If you'll notice in the picture below, the little green symbol identifying Vicks® is the same on the two products, one purchased in the U.S., and the other purchased in Germany.
But if you zoom in (click on the photo) you'll notice the product name in the little green symbol is different on the box of pills sold in Germany. It says "Wick" instead of Vicks®. Why is that?
First of all, the V in German is pronounced like the English F. So Vicks would be pronounced "Ficks." Not a big deal, right?

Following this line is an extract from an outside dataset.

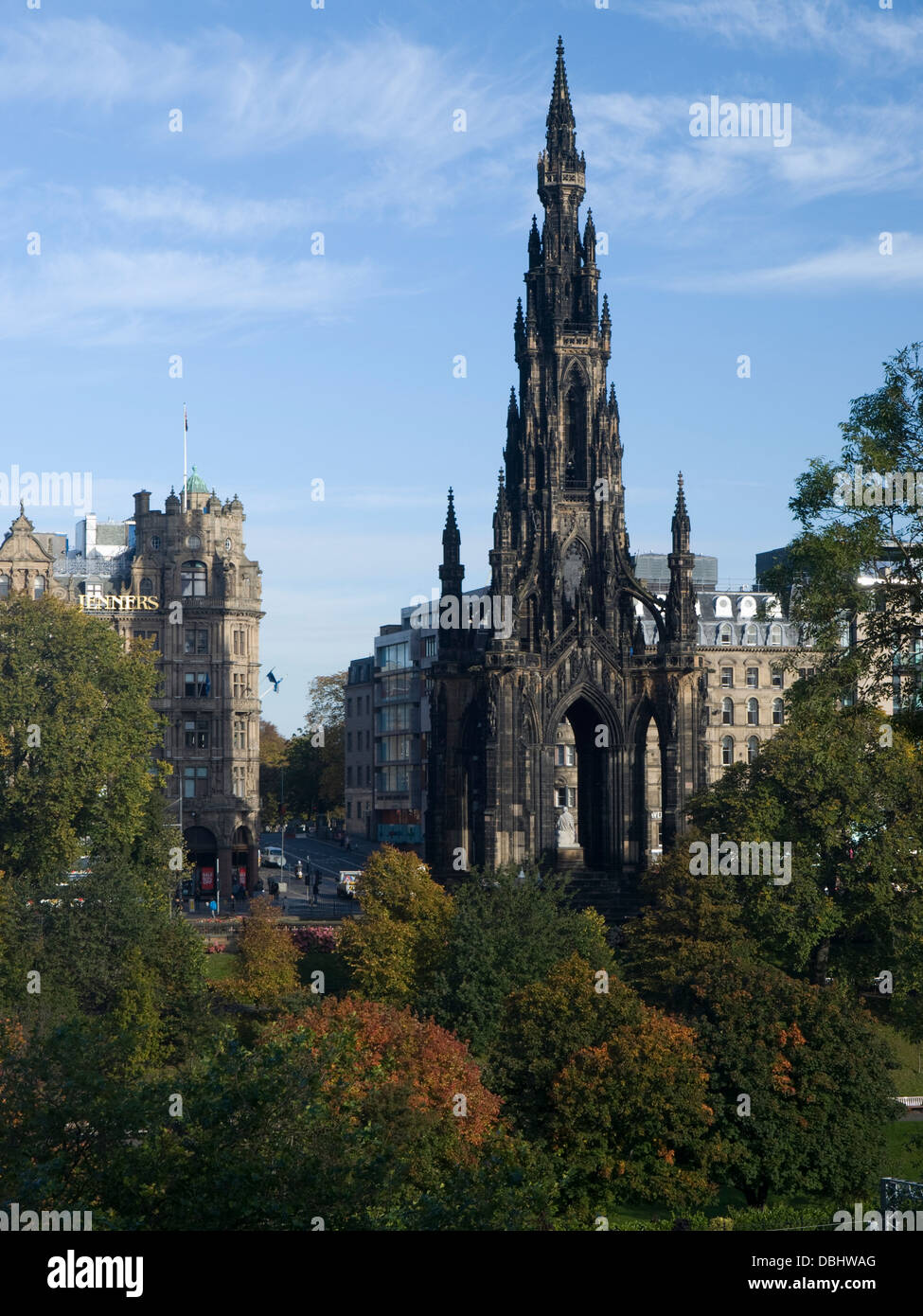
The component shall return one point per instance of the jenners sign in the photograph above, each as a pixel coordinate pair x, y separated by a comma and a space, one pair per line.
118, 603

Well, "ficken" is a vulgar German word for "to fornicate," and I'm guessing the Procter & Gamble Powers that Be decided a product thus labeled would not market well here.

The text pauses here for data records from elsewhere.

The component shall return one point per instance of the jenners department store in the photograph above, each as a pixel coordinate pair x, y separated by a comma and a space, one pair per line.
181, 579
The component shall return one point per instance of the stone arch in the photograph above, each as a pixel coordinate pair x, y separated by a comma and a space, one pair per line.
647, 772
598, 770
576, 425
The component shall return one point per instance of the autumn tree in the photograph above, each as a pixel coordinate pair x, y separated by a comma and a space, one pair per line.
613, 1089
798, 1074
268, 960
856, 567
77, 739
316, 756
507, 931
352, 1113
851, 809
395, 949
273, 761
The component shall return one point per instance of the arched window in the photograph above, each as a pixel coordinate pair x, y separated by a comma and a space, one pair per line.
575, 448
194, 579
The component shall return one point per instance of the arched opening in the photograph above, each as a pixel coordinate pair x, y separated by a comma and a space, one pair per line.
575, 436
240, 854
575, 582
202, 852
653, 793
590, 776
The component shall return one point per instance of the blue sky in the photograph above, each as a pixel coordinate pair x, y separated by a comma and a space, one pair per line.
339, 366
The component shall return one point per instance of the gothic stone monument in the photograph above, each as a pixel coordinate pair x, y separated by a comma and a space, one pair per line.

So they went with the change from V to W (Vicks to Wicks), but here we have another problem. The W in German is pronounced like the English V, so we should be back to the English name for the brand, "Vicks". True, but this also presents a problem because "Vicks" is too close to the German word "Wichser," which is equivalent to the British "wanker," or the verb "wichsen," which is "to masturbate." So they dropped the -s, changing the brand name to Wick - pronounced "Vick" over here. Close enough, and far less potentially controversial than the other options.

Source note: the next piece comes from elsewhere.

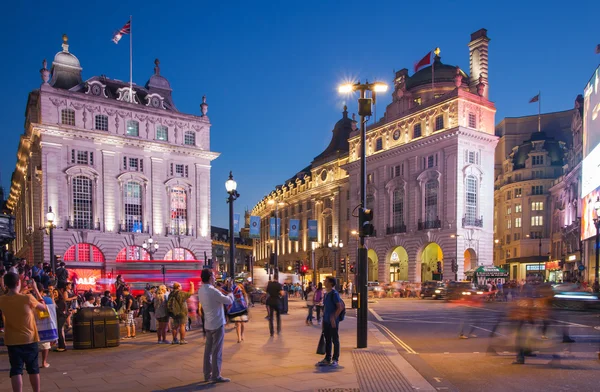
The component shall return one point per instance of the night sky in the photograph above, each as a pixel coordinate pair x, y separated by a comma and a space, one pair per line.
270, 69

I would have loved to have been a fly on the wall during the meeting of the marketing team of Procter & Gamble the day they discussed what to call Vicks® VapoRub on their product packaging in Germany...
"This is critical, folks. We can't screw this one up! If our customers rub this stuff on the wrong body part(s), there will be hell to pay."
**Disclaimer: I'm just makin' this shit up - I don't really know the story behind the changing of Vicks to Wick. But what other explanation could they have, right? :-)
Update: That IS the reason! M looked it up, and sure enough, in Germany the name Vicks was changed to Wick "to avoid sexual connotations." I just explained the issue with a little more detail.